Auf die richtigen Zutaten kommt es an, damit Trockenbau den Anforderungen an Schall- und Brandschutz, Flexibilität und Akustik entspricht. Von innovativen Rezepten wird es künftig mehr geben, denn Trockenbau bleibt stark nachgefragt. Österreich wird in einigen Jahren neun Millionen Einwohner haben und diese benötigen flexiblen und kostengünstigen Wohnraum.
In den letzten Jahrzehnten hat der Trockenbau einen bedeutenden Schritt vorwärts getan. »Vor 15 Jahren war er die klassische Trennwand für Zimmer oder Dachgeschoßausbau. Heute sprechen wir vom Systemgedanken«, informiert Rainer Haubenwaller, Geschäftsführer von rhtb. Der Trockenbau habe sich vom klassischen Handwerk zum Gewerbe auf Ingenieurniveau entwickelt mit Zertifizierungen rund um Brand-, Schall- und Strahlenschutz.
Neben Gips gibt es als Alternativen Lehm und Holzfaser. »Bei jeder Baustelle kommt unser Handwerk vor«, zeigt Gregor Todt, Präsident des Verbandes Österreichischer Stuckateur- und Trockenbauunternehmungen, VÖTB, auf.

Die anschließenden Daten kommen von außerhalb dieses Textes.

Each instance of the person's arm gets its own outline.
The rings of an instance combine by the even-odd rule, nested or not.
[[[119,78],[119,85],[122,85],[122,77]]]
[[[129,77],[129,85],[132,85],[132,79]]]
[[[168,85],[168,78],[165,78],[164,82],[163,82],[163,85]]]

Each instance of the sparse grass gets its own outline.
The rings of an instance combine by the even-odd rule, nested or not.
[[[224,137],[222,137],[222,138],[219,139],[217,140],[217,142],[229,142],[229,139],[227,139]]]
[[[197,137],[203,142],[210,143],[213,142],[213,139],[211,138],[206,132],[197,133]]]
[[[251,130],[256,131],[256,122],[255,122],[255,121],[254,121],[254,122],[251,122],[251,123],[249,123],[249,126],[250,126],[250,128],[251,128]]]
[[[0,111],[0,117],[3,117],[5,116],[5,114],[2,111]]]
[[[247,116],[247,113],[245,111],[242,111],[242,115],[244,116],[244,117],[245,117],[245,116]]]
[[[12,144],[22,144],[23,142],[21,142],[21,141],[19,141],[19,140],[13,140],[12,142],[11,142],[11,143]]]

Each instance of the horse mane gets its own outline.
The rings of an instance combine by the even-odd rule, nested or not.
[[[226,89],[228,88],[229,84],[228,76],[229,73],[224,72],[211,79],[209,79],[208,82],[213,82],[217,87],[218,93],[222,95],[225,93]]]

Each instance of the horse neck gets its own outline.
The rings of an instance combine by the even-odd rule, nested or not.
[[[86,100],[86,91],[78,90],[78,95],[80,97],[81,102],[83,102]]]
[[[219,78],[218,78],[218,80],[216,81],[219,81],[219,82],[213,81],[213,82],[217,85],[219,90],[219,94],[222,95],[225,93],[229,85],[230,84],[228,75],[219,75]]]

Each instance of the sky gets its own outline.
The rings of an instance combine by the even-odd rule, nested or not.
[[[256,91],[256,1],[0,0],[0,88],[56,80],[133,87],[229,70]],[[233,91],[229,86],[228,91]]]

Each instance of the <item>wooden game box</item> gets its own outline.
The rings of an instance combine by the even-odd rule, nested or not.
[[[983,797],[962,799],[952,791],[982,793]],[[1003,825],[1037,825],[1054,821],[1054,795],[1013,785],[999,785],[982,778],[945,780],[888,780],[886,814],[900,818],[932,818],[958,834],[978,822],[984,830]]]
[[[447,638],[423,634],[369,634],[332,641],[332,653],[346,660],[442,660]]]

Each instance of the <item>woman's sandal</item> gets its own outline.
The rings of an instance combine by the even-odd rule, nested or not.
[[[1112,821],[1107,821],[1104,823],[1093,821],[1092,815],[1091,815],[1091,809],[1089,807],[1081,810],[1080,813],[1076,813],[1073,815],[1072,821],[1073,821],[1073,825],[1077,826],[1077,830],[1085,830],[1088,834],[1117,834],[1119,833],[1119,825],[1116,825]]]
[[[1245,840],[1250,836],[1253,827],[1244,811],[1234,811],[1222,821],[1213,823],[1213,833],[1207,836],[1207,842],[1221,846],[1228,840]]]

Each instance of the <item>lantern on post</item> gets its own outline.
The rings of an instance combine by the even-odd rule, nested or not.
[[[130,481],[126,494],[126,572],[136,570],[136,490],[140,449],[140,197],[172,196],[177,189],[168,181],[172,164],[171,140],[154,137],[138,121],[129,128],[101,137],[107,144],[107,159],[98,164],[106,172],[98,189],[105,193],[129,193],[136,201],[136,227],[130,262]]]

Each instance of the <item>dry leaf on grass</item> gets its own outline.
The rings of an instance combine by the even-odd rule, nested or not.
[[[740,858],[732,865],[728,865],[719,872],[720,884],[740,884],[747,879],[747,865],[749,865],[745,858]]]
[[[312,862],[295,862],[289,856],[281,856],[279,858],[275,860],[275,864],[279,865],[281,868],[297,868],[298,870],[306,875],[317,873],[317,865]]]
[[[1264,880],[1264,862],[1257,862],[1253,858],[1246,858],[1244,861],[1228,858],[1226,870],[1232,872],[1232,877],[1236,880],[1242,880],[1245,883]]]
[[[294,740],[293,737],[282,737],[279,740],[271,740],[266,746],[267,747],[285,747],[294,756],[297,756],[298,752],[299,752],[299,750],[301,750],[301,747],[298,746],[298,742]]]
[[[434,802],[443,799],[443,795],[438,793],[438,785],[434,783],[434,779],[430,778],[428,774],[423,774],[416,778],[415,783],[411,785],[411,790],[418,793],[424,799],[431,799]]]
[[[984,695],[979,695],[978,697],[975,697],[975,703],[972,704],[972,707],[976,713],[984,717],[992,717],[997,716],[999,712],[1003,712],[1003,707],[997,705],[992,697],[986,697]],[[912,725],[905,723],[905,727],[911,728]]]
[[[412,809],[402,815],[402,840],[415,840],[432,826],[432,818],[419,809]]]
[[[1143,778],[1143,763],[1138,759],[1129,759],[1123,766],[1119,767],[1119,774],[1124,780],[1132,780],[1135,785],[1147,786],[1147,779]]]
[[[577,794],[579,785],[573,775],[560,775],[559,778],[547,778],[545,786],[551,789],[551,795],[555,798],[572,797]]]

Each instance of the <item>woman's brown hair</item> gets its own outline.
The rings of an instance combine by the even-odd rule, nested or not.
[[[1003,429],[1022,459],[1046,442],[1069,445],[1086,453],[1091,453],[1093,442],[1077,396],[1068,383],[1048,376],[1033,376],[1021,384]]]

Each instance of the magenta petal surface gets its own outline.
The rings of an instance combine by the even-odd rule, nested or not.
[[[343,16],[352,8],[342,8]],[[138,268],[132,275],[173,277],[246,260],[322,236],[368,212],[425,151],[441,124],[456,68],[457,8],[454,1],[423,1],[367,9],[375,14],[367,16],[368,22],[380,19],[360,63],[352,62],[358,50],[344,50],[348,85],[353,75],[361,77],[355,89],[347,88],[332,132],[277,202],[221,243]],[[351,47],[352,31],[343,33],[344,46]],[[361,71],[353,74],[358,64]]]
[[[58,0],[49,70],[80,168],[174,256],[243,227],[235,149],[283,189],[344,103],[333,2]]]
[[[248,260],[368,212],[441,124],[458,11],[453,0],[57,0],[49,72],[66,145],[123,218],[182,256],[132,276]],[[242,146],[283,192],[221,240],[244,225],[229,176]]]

In der Außenwahrnehmung sei das noch nicht gegeben. »Der Trockenbau ist nach wie vor dem Bauneben- oder -hilfsgewerbe zugeordnet. Es braucht eine Aufwertung«, fordert Rainer Haubenwaller und bemängelt, dass der Trockenbau gegenüber anderen Gewerken zu schwach sei, v.a. gegenüber der Massivbauweise. »Es liegt aber auch teilweise an uns. Wir lobbyieren kaum und betreiben zu wenig Bewusstseinsbildung.«
Viele vermuten unter Trockenbau einfach das Aufstellen von Ständerwänden. »Das stimmt aber nicht«, betont Todt und kündigt eine Informations- und Imagekampagne an. »Wir sind in der Ausführung viel weiter als in der Ausbildung, das ist meine Überzeugung.« Früher hat es drei Platten gegeben, die Brandschutzplatte, die imprägnierte Platte und die Bauplatte, heute gibt es 20 Plattentypen. In bildenden Schulen hat das Handwerk noch nicht Fuß gefasst. Grund sei die Vielschichtigkeit.
»Im Trockenbau ist Schallschutz ebenso integriert wie Bauphysik und Brandschutz. Systeme werden verkauft, die nicht gelehrt werden«, so Todt. In diese Richtung argumentiert auch ein Professor an der TU, der namentlich nicht genannt werden will. Die unübersichtliche Verkaufsstrategie der Industrie bewirke, dass sich die Leute immer weniger auskennen. Das Österreichische Siedlungswerk führt daher als Bauträger vor der Übergabe der Wohnungen u.a. stets punktuelle Schallmessungen durch. »Das hat sich sehr bewährt«, betont Michael Pech, Mitglied des Vorstandes der ÖSW, verantwortlich u.a. für Projektentwicklung und Baumanagement. Die Vielschichtigkeit erfordert gewerksübergreifende Arbeit. Rainer Haubenwaller: »Mit Lean Construction steht ein großer Entwicklungsschritt unmittelbar bevor.« Vernetzte und kollaborative Zusammenarbeit sind Themen, die aktuell aus England und Skandinavien kommen.
Trockenbau Theorie
»Wir haben im Trockenbau, ver-glichen mit anderen Gewerken, eine niedrige Einstiegshürde«, zeigt Michael Allesch, Geschäftsführer Marketing & Vertrieb bei Saint-Gobain Rigips Austria, ein Problem auf. Sub- und Sub-Sub-Unternehmen mit oft fehlendem Wissen kommen zum Einsatz. Was schlecht verarbeitet ist, fällt immer auf das Produkt zurück. »Deshalb müssen Monteure besser geschult werden. Ein normaler Newsletter ist dafür aber zu wenig«, stellt Michael Pech klar. Es bedarf der praktischen Umsetzung.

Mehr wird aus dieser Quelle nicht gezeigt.